Page MenuHomePhabricator

Analyze community authored functions that build Wikipedia infoboxes and more
Open, HighPublic

Description

Brief summary

The Abstract Wikipedia initiative will make it possible to generate Wikipedia articles with a combination of community authored programming functions on a "wiki of functions" and the data and lexicographic (dictionary, grammar, etc.) knowledge on Wikidata .

Today the way community authored programming functions are used on different language editions of Wikipedia involves a lot of copying and pasting. If someone wants to calculate the age of someone for a biography in their native language, they may need to first go to English Wikipedia for example, find the community authored programming function that calculates ages in English, then copy and paste it to their non-English Wikipedia. This process is error prone, can lead to code duplication, and worse, improvements to functions on one language edition may not ever make their way to other language editions.

Wouldn't it be easier if all of these functions were instead available centrally and people didn't have to go through this manual process?

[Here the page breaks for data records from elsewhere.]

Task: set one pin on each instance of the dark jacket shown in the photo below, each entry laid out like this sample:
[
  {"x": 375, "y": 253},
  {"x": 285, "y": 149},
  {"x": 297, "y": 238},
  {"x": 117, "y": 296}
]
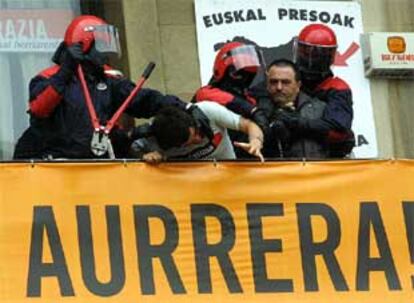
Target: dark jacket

This Outreachy task is about an important first step: finding the different community authored functions that are out there and helping to prioritize which ones would be good candidates for centralizing for Abstract Wikipedia and its centralized wiki of functions.

Skills required

We think the successful Outreachy intern will know Python or potentially Scala or R.

The project

You will write code to:

  1. Fetch the different community authored functions (also known as "modules" and "templates") on the wikis, and determine their usage in articles and how many pageviews use each community authored function.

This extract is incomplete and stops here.